By BILL CHAISSON
Of a Feather
When we moved into our house in an old mill town in the Hudson Valley, it was apparent that the old couple who had lived there had not used the fireplace in several years. The brick chimney stood high above the roof and it was very wide at the top to accommodate two separate flues for hearths on the first and second floors. In the evenings I began to watch a tribe of chittering birds that tore across the sky on stiff scimitar-shaped wings. They beat their wings like wind-up toys, which distinguished them from the fluid motion of swallows. The wings of swallows are slight bent like chevrons and their wing beats are deeper and their flight more acrobatic.
I don’t remember the first time I saw one of these birds drop down into the chimney, but that is when they displayed their acrobatic prowess. They seemed to suddenly collapse in mid-flight and fall in a tight fluttering spiral into the opening. They were chimney swifts, and they were dropping into their nests, which were glued to the inside walls of the chimney.
We have only one swift species in eastern North America, but there are two more out West and another two that occasionally wander north to the United States. I saw one of the latter two while traveling in Chiapas, Mexico near the Guatemala border. We took a day trip to a swimming hole called Agua Azul. This is a karst terrain, which means the limestone bedrock is constantly being dissolved in the rainy season, transported in surface or ground water and then redeposited elsewhere during the dry season. Consequently the rivers become a series of pools lined by grayish-white rims that look like they have been built by children making an elaborate sand fort.
Soon after our arrival I noticed the large dark birds dashing over the river. Unlike chimney swifts, which generally stay well above the rooftops and trees, these birds — which I later learned were called white-collared swifts — swooped low over the water, emitting throaty calls constantly. Sometimes you could even hear the rattle of their feathers as they banked and abruptly upped the g-forces on their bodies.
These swifts were much larger than chimney swifts, nearly 9 inches long compared to 5.5 inches, with wingspans up to 21 inches versus 12 inches. But I experienced a very similar level of surprise when I realized where their nests were. The primary cataract at Agua Azul is probably 30 to 40 feet high. The Usumacinto River was at a low ebb at the end of the dry season, but it was still an impressive roar. The swifts flew directly through the plummeting river to get to their nests behind the falls and then they popped out again to resume hunting for insects for their young.
There are 100 species of swift around the world. They are thought to be most closely related to hummingbirds, with which they share short, small, and relatively weak feet. This latter characteristic gives the family its name Apodidae, “without feet.” Because swifts are constantly on the wing, Europeans were under the impression that they lacked feet altogether and depicted them that way in medieval heraldry. Although they do have feet, they are incapable of perching, but can only cling to vertical surfaces or, of course, sit on their nests.

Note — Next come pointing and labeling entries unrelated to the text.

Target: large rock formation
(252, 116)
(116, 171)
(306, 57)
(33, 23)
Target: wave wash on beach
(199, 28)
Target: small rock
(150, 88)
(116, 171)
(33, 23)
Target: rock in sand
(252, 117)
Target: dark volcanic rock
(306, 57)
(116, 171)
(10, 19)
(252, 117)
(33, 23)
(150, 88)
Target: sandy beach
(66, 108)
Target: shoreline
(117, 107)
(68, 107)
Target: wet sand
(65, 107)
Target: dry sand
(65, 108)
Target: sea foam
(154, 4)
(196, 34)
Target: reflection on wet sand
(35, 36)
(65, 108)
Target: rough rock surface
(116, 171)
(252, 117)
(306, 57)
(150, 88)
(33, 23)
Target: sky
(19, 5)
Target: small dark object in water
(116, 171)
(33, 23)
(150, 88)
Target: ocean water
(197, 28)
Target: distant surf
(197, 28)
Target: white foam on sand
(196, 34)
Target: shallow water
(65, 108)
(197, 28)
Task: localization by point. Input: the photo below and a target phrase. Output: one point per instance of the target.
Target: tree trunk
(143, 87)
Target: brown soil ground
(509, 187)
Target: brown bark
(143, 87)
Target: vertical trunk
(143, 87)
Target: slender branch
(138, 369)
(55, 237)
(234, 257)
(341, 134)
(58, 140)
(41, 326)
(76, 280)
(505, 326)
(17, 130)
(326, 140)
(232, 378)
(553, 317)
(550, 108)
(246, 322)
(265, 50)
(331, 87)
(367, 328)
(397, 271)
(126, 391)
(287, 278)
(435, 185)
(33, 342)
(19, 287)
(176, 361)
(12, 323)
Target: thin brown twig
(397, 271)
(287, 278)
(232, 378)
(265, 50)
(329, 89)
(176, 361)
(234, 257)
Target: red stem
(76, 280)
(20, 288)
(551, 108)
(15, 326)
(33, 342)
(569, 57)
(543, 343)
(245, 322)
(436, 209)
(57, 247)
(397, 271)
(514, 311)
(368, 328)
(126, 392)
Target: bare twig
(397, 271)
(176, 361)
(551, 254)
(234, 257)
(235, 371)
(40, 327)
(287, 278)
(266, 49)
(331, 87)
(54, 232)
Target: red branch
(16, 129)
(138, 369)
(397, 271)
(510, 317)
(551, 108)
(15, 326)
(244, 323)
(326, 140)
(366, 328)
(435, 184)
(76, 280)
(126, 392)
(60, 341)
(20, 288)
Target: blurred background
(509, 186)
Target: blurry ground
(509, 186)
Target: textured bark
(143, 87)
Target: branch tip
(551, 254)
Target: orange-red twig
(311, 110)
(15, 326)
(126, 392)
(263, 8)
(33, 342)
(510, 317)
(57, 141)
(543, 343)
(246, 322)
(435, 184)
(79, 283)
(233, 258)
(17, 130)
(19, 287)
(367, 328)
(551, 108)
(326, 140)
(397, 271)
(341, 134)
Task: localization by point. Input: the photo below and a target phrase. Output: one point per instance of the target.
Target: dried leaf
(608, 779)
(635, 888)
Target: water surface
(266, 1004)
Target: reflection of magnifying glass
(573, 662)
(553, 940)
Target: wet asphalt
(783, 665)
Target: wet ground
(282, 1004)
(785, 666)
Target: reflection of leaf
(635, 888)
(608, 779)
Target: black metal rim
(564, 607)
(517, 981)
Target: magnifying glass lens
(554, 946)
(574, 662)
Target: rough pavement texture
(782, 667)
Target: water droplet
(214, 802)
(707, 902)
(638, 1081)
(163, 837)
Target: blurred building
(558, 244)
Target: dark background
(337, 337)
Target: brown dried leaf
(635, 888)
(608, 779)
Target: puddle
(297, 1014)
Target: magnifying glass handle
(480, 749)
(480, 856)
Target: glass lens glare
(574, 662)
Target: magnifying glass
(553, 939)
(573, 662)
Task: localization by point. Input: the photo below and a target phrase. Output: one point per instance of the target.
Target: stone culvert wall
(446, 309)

Chimney swifts, as their name suggests, have adapted to human structures. The similar-looking Vaux’s swift of northwestern U.S. and southwestern Canada has retained its fondness for natural settings, attaching its nest to the inside of hollow trees and in sheltered places on rock faces. It has only recently begun to choose built structures as nest sites.
Most swifts use various materials to built their half-cup shaped nests, holding everything together with their saliva and also attaching it to the site surface that way. The swiftlets of the genus Aerodramus famously make their nests entirely out of saliva, and they have been the eponymous ingredient for bird’s nest soup in China for 400 years.
Like many insect-eating birds, the chimney swift population has been in a long-term decline. Between 1966 and 2015 their numbers decreased by 2.5% per year for a cumulative reduction of 72%. That said, there are still 18 million of them in the world. The advent of European settlement and the construction of many, many chimneys in all likelihood swelled the numbers of this species through the 18th and 19th centuries. The advent of widespread pesticide use in the the 20th century is thought to have caused the initial decline.
However, the species’ fondness for chimneys as nesting sites is now working against it. Architectural styles changed through the 20th century and large open chimneys have become much less common. The chimneys of older buildings are increasingly poorly maintained and have become unsuitable nesting sites; many of them have also been capped, preventing swift entry altogether. Finally, some people are unaware of the presence of the swift nests or object to them and have their chimneys cleaned during the nesting season.
It would be difficult for chimney swifts to return to their pre-settlement nesting sites in large old hollow trees, as these are relatively rare now because of modern scientific logging methods.
Anyone wishing to cultivate a swift colony can leave their chimney uncapped and have it cleaned outside the breeding season. If you don’t have a chimney you can build a breeding tower. The specifications are available through chimneyswifts.org.
In 1928 amateur ornithologist Althea Sherman of Iowa had a nesting tower built with peepholes so she could observe the nesting habits of the swifts. Her tower immediately attracted the birds and she watched them for over 15 years and accumulated 400 pages of notes.